S.C. Hickman on the Dark Ecologies blog has a very nice short introduction to Whitehead's Process and Reality, particularly concentrating on its cosmological aspects. He writes, by way of a concluding parenthesis, that this is part of an "ongoing project of developing a materialist philosophy".
This got me thinking about something that's been bothering me for a while: why some often claim Whitehead as a 'materialist.' I'm not trying to pick on Hickman here (he didn't say that Whitehead was a materialist, only that he's using Whitehead in developing a materialist philosophy) but it's something that comes up quite often, one way or another.

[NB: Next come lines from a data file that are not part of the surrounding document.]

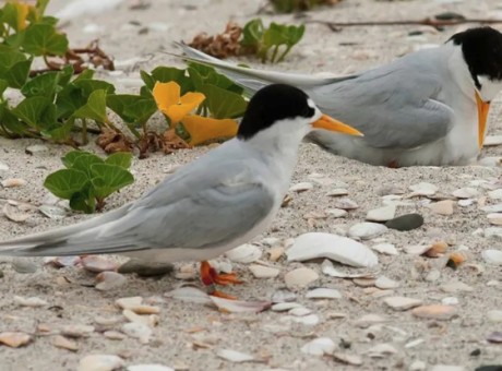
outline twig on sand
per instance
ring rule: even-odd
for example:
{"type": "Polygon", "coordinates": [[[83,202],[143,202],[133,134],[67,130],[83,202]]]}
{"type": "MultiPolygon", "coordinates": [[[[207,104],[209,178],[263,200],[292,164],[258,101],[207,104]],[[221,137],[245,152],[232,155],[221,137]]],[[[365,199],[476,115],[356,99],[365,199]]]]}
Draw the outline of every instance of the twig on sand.
{"type": "Polygon", "coordinates": [[[437,17],[426,17],[423,20],[406,20],[406,21],[364,21],[364,22],[330,22],[320,20],[308,20],[306,23],[316,23],[330,27],[333,32],[339,32],[343,27],[352,26],[406,26],[406,25],[426,25],[433,27],[454,26],[465,23],[481,23],[494,24],[502,23],[502,20],[485,20],[485,19],[454,19],[454,20],[438,20],[437,17]]]}

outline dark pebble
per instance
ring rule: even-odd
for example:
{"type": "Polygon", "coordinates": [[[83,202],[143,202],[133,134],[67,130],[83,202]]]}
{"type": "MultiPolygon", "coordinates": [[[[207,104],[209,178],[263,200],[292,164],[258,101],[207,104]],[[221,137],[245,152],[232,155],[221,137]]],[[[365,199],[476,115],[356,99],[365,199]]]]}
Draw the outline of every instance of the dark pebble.
{"type": "Polygon", "coordinates": [[[174,270],[175,266],[170,263],[145,263],[131,259],[129,262],[120,265],[117,272],[122,274],[135,273],[141,277],[156,277],[171,273],[174,270]]]}
{"type": "Polygon", "coordinates": [[[396,230],[411,230],[420,228],[423,224],[423,216],[420,214],[406,214],[385,223],[385,226],[396,230]]]}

My own inclination (no more thought through than that, to be honest) is to say that, in Whitehead's terms, materialism is a philosophy that makes matter its Ultimate. Following that on, Whitehead would have to be (in P&R at least) a creativist; Aristotle a substantialist, etc.
Whatever way matter is conceived (and there are of course indefinitely many ways of conceiving it), 'materialism' must surely be related to matter qua conceptual fundament -- that is, as the thing that explains nothing but is assumed so that the rest of existence can be conceptually constructed (as the Ultimate).
There's a lot of pretty wishy-washy talk of 'materialism' that just says 'things, therefore materialism,' which tends to result in platitudes rather than insights. (Perhaps that's just me being mean; but, then again, maybe not.) It generally presupposes that anything that isn't idealism -- i.e. anything that takes non-human things seriously -- is therefore materialism, which I find to be unhelpful at best (and part of a systematic stupidification of thought, at worst).
This is basically what I was getting at with a post I wrote on 'new materialism' a couple of months ago.
It's a poorly articulated irritation that I'm describing here but it derives from a complacency that is, I think, widespread and real.